Microsoft confirms Lapsus$ breach after hackers publish Bing, Cortana source code

Carly Page

@carlypage_ / 5:33 PM GMT+2•March 23, 2022

Microsoft's Bing logo reflected on a computer keyboard.

Image Credits: Jaap Arriens / NurPhoto (opens in a new window)/ Getty Images

Microsoft has confirmed that it was breached by the Lapsus$ hacking group.

In a blog post on Tuesday — published hours after Lapsus$ posted a torrent file containing partial source code from Bing, Bing Maps and Cortana — Microsoft revealed that a single employee’s account was compromised by the hacking group, granting the attackers “limited access” to Microsoft’s systems and allowing the theft of the company’s source code.

Microsoft added that no customer code or data was compromised.

“Our cybersecurity response teams quickly engaged to remediate the compromised account and prevent further activity,” Microsoft said. “Microsoft does not rely on the secrecy of code as a security measure and viewing source code does not lead to elevation of risk. Our team was already investigating the compromised account based on threat intelligence when the actor publicly disclosed their intrusion. This public disclosure escalated our action allowing our team to intervene and interrupt the actor mid-operation, limiting broader impact.”

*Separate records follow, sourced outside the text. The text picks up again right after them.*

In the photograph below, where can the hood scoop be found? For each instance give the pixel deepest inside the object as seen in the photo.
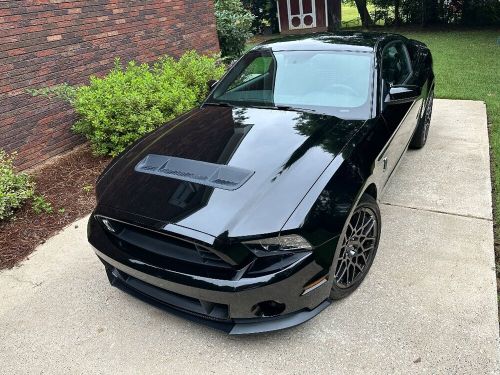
(200, 172)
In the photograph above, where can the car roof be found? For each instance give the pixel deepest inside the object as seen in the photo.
(338, 41)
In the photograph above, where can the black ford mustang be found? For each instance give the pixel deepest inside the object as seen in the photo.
(256, 210)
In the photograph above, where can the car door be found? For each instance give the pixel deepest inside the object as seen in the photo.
(401, 119)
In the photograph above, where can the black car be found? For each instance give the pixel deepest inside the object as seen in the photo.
(254, 211)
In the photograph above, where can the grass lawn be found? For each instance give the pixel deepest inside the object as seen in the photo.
(467, 66)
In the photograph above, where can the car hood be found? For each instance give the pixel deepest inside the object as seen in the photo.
(286, 151)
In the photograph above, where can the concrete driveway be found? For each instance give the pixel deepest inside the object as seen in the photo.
(427, 306)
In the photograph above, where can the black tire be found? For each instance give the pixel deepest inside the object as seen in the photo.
(420, 137)
(353, 253)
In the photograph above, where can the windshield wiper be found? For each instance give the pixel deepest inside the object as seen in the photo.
(219, 104)
(283, 108)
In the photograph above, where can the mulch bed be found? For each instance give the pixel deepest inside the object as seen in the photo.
(68, 184)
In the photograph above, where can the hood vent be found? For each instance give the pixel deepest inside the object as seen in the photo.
(200, 172)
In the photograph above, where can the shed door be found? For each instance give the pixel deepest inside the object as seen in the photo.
(301, 14)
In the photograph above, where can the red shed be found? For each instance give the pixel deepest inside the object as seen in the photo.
(302, 15)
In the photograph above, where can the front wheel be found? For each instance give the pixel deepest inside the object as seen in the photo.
(358, 247)
(420, 137)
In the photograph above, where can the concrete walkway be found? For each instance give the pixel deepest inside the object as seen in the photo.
(427, 306)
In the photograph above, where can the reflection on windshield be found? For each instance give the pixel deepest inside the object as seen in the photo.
(330, 82)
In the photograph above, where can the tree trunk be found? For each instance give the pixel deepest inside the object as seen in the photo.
(366, 19)
(397, 15)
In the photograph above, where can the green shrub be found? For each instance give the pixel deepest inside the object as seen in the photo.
(234, 23)
(15, 188)
(41, 205)
(132, 101)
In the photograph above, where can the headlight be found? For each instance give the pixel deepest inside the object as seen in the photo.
(284, 243)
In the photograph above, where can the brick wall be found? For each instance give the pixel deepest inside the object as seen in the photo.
(47, 42)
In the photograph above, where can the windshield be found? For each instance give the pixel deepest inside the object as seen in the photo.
(330, 82)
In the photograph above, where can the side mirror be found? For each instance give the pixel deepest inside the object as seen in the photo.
(211, 84)
(403, 94)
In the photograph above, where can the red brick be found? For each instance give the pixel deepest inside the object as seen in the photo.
(50, 42)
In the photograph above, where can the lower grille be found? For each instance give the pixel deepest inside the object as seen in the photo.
(205, 309)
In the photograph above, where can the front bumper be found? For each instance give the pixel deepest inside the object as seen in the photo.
(229, 305)
(186, 308)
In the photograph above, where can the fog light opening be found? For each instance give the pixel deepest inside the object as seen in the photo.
(268, 308)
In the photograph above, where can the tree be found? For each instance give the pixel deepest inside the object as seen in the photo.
(366, 19)
(334, 14)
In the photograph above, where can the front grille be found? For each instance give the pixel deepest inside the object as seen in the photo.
(168, 252)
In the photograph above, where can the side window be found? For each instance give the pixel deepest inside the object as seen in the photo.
(396, 66)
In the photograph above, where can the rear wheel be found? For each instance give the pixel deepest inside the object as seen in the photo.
(358, 248)
(420, 137)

Microsoft hasn’t shared any further details about how the account was compromised but provided an overview of the Lapsus$ group’s tactics, techniques and procedures, which the company’s Threat Intelligence Center , known as MSTIC, has observed across multiple attacks. Initially, these attacks targeted organizations in South America and the U.K., though Lapsus$ has since expanded to global targets, including governments and companies in the technology, telecom, media, retail and healthcare sectors.